The decision by the London International Financial Futures and Options Exchange (Liffe) to spin off its IT department as a consultancy has reignited the debate over the role of IT departments within companies.
Liffe plans to boost its revenues by reinventing its IT division as a separate technology company within the Liffe holding structure over the coming year.
The new company will aim to bolster the exchange's revenues through offering consultancy services to other companies and exchanges as well as offering managed services. Liffe also plans to offer its Liffe Connect in-house trading system for sale to other companies.
More than 300 staff who work in Liffe's IT division are set to transfer to the new company over the next year. Mark Hemsley, Liffe's chief information officer, said that IT staff will benefit by having more freedom to work on external as well as internal IT projects.
But Liffe will not be the first organisation to spin off its IT department and the case for doing so is still far from clear cut.
Analysts remain unconvinced over the merits of companies spinning off their IT divisions. They argue that these half-way-house divisions perform better when they become totally independent from their parent company.
Richard Holway, director of IT analyst Ovum Holway, cited Cadbury Schweppes and IT Net as an example.
In 1988 Cadbury's spun off its IT department as IT Net. IT Net remained a wholly-owned subsidiary of Cadbury's until a management buy-out in 1996.
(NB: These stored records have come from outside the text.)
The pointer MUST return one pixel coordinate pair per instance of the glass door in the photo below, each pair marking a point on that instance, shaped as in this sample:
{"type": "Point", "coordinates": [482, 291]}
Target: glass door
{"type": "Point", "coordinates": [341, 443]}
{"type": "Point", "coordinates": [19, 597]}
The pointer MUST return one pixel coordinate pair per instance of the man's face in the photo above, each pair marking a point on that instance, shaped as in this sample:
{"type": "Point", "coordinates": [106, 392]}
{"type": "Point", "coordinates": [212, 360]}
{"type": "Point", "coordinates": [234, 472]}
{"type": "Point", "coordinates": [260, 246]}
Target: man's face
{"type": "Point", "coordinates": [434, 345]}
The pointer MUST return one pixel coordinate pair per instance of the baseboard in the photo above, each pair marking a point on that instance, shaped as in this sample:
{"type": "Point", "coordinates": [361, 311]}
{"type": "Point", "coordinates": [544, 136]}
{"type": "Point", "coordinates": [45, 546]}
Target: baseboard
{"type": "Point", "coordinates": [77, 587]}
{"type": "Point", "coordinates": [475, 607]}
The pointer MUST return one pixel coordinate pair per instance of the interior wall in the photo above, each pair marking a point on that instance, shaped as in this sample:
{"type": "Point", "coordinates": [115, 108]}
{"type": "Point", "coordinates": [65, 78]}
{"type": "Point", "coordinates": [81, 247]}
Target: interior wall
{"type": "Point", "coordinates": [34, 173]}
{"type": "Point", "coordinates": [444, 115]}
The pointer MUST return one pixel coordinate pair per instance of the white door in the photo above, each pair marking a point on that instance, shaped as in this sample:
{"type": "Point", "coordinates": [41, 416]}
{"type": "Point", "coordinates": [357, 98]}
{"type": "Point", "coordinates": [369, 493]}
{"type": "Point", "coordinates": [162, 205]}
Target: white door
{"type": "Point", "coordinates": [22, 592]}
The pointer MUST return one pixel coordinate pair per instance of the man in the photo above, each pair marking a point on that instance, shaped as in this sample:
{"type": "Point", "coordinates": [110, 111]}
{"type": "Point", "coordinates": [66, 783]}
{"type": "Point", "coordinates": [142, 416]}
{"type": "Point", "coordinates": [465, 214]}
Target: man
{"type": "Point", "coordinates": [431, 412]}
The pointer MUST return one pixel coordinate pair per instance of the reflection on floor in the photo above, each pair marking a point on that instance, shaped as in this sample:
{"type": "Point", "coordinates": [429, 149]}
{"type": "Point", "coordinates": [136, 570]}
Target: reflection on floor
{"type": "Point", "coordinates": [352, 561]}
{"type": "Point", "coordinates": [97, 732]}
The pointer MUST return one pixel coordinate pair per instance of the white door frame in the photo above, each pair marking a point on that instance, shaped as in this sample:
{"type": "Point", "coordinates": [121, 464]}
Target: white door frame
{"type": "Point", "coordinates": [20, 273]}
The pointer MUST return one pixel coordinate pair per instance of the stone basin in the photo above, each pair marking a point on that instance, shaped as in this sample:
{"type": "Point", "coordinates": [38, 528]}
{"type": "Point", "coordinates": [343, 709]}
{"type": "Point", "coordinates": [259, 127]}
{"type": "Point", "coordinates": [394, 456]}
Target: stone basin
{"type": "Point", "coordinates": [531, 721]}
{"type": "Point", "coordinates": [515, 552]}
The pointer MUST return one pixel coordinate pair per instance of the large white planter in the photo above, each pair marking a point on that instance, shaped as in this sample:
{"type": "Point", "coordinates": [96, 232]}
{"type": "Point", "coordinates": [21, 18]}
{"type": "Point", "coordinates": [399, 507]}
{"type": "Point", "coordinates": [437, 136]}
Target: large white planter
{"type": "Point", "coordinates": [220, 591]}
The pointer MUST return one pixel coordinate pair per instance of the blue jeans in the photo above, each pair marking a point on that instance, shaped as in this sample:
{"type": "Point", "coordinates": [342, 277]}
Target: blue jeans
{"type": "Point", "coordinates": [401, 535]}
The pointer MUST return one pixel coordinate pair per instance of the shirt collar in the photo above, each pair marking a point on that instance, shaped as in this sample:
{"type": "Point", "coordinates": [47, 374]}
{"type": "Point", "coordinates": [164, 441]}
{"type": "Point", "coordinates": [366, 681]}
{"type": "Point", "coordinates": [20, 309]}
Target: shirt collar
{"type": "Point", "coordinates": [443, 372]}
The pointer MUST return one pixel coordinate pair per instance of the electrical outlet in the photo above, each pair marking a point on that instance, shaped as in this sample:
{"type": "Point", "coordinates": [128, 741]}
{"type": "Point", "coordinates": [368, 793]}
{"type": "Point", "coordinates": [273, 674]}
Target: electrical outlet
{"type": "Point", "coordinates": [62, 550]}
Holway was also sceptical over Liffe's plans. "If I was a customer of a Liffe-owned IT services company I would say that, when the chips are down, they will give priority to their parent company. With Cap Gemini Ernst & Young you are at least equal to any other customer," he said.
Rod Watts, managing director for IT Net, countered that IT Net still managed to grow as a subsidiary of Cadbury Schweppes. But he admitted that semi-independent IT divisions can struggle to break free of their parent company's shadow.
"The classic case is if the [IT department spin-off] wants to make an acquisition but the parent company is not keen," he said. "They could try to block it. Liffe is looking at five years before its IT department becomes truly commercial."
But there are other ways to restructure IT departments. Take oil giant Shell, for instance. Back in 1998 Shell revamped its internal IT department and called it Shell Services International. Its main role is to provide IT support and services to the group's IT company but it also services external customers.
The efficiency drive meant that Shell's IT department had to justify every service to the Shell Group or risk having work contracted out. And more change could be on the horizon for IT staff at Shell.
A spokeswoman for Shell said the structure of Shell Services International was under review.
Last month Shell Services International also created a separate software company, called Kalido, to sell its internal datawarehouse product.
Aimed at global companies, the Kalido product is based on an in-house Shell product. It is used in over 85 countries, mainly by organisations in the Shell Group but also by external customers such as Unilver.
But the transition from an in-house package to a commercial product took time and relied on outside support from other software suppliers. Only a handful of IT staff from Shell will transfer to the new company.
Major changes were made to the in-house product before being offered as a software package, explained Andy Hayler, chief executive officer of Kalido.
"Some spin-offs do not work because people misunderstand the difference between internal and external IT services and internal and external software applications," he said. "The rule of thumb is that an external application will cost 10 times more to build than an internal application. It's a completely separate product."
But spin-off IT departments in general face higher hurdles to clear, according to Hayler.
Other key challenges for spin-off IT departments include acquiring enough new customers rather than relying on the parent company and competing with the six-figure salaries offered to experienced consultants by market giants such as EDS and Accenture, formerly Andersen Consulting, Hayler added.
A growing number of large companies, such as Liffe, have taken the plunge and doubled-up their IT departments as internal and external service provider. Other companies, like IT Net, have become totally separate companies from their former parent companies.
There are strong commercial reasons for spin-offs which can also add weight to the CVs of IT staff in the new division.
However, IT directors should not view a spin-off as an easy option. Analysts have warned that many new ventures have struggled to juggle the roles of consultancy and internal IT department.